When he featured on a Prime Television programme earlier this week, Mr Kelvin Bwalya Fube made very thought provoking revelations about the real perpetrators of corruption in government.
His observation is that corruption is concentrated in the public procurement wings of government ministries where civil servants are getting rich from selling information to contractors.
“Anybody you go to in government called a civil servant who is in procurement is on a get rich scheme. They are selling government information to dealers within the government, it’s insider trading. We complain of foreigners taking over contracts, how do foreigners know how to prepare big documents?” Fube asked.
“Half of the bid documents are prepared by Zambians who work for government. They know the information; they design the questions then they go and sale the information. The Chinese hire them to prepare the document, so the procurement officer prepares his own question paper, answers his own question paper then he goes and sits in his official capacity and now starts ticking and then he says this is the winner of the bid. Its corruption.”
Mr Fube’s observation is very accurate. Almost all the companies that win government tenders today use civil servants to prepare their bid documents. In some instances, these civil servants actually deal with more than just one company. They get money from a Chinese company, an Indian company and a Zambian company, secretly promising each one of them that they would do all the paper work. Then they go to sit and start slotting figures in accordance with the tender requirements.
The one who promised a bigger kickback with a hefty down payment is the one who wins the tender. Unfortunately, Zambian companies don’t have the capacity to pay the civil servants better than the foreigners. One per cent of a US$50 million contract awarded to a Chinese company is US$500, 000 or K5 million. If five procurement officers were involved in the deal, they will share, at least one million kwacha each, depending on the seniority. This is how civil servants are building mansions in Chalala and Silverest.
Mr Fube also said there is no one to stop this trend because the bosses are involved in the same criminality. Again, he is right. In fact, the bosses don’t even get involved in the risks of preparing bid documents. They simply issue instructions to junior officers so that they can retain a high level of deniability while their kickback goes straight into an offshore account.
The reason why we don’t have internal controls to create sanity in the public procurement sector is because there is a lot of political will to the contrary. This is how campaigns are financed, so the top political leadership in the country is sponsoring this trend. Those are the stubborn monkeys in the maize field while the juniors who prepare bid documents are simple pests that can be sprayed away.
This is the reason why in our opinion about the fire tender scandal, we demanded to know the man inside government whom GrandView International committed adultery with. Our position is that if there was corruption, someone must have been corrupted; who received the bribe? Who prepared the bid documents for the supply of Fire tenders? If there was corruption in the supply of Ambulances, who was involved in government and who prepared the bid documents?
These are the questions we must be asking on every suspicious procurement because it is pointless to point fingers at the private companies while ignoring the major role that a government official played. There is no aggravated robbery in any of these procurement scandals.

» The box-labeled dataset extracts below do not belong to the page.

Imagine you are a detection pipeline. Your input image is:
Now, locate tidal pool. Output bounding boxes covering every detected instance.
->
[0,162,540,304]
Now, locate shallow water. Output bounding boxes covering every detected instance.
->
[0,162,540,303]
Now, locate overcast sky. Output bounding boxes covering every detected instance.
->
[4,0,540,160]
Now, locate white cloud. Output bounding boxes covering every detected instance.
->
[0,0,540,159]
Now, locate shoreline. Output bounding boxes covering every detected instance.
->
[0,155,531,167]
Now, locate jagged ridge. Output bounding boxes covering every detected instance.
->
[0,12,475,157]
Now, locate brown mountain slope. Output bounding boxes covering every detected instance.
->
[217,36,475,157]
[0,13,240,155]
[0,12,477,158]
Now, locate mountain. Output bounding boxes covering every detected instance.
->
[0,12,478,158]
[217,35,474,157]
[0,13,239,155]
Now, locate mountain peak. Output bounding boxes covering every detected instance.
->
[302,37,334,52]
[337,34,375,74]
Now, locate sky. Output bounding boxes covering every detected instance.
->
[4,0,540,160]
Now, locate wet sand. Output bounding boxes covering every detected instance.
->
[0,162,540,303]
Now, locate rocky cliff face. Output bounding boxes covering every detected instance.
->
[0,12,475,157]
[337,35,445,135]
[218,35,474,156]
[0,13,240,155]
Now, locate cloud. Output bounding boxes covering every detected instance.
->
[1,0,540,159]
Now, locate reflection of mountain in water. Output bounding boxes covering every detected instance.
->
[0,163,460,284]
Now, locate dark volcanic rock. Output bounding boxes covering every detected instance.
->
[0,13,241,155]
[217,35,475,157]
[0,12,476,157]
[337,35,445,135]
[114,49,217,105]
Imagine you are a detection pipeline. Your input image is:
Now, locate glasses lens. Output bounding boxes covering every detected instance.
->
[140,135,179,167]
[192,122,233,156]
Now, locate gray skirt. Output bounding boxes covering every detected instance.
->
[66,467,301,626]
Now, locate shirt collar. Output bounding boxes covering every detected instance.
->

What is there is collusion, and by definition, collusion means more than one party being involved.
We have observed that a majority of people who ask us, the media, to ‘investigate’ and expose corruption in the procurement system bring us leads or tips that relate to the company which won the tender.
Experience tells us that in some instances, such informants have hidden interests. Some of such people are linked to companies that lost a tender and are on a mission to scandalize the other company which beat them in the game of corruption.
Such informants blow the whistle very carefully so that they protect the government officials involved because they all use the same civil servants to prepare bid documents, and they don’t want them fired for future purposes.
This is the matrix of the corruption that exists in Zambia and among Zambians. Just like the case is among politicians, powerful businessmen consider the media as a tool for fighting their corporate rivals. This, in fact, is what has propelled a trend among powerful individuals in the country to suddenly start buying media organisations. They have no interest in furthering journalism or media freedom, what they want is influence and an attack dog.
This is how a banana republic is created.